Some of it is that we don't want to admit that we done fucked up real bad. "You can't possibly know what this is like because you haven't done it" is just a defense mechanism. We don't want to be WRONG, to have to admit that we went down the wrong street. The words our friends say find their way to our fear. If we weren't afraid, we'd be able to hear what someone else is saying without flipping our shit over it. We'd thank them for their words and decide whether to act on their advice, comfortable in the choices we made.

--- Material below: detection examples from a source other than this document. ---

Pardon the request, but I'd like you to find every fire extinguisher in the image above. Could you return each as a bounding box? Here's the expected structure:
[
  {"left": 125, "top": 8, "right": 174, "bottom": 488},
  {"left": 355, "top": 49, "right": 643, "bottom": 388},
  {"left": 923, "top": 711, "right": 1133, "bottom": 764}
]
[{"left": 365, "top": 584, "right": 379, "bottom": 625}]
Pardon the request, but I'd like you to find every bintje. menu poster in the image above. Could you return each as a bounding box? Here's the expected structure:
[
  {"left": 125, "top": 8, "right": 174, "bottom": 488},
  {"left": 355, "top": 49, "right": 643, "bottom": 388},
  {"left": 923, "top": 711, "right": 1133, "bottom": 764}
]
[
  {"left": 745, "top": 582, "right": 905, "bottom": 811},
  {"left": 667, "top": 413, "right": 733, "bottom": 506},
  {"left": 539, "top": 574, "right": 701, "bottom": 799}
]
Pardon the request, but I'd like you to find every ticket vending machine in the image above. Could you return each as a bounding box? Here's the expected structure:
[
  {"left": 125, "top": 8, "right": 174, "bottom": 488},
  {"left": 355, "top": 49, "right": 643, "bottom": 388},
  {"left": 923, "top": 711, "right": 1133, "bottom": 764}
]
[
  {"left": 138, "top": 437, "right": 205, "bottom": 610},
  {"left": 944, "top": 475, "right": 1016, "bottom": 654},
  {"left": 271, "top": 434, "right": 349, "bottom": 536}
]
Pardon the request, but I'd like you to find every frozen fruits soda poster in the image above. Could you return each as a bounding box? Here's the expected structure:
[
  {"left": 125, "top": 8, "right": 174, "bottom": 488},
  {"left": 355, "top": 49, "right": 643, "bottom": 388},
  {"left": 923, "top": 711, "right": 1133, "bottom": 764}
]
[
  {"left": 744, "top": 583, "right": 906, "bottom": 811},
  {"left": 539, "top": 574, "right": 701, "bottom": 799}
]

The reality of it is that no one can live anyone else's life and we never really know what's going on for someone else. Every person is different - their experiences, intellectual and emotional capabilities, manner of processing things - all of it. If we believed that people could never offer advice because they aren't US, we'd miss out on vast amounts of wisdom from people we respect and who could help us. You never know, that piece of advice could change your world.

Honestly, this is really just my nice way of saying that the next person who tells me to shut it because I haven't done whatever it is that they're doing is going to be on the receiving end of a loud, angry, profanity-filled tirade that will leave you crying like a school kid who just found out that he has to walk around all day in pants he pooped in.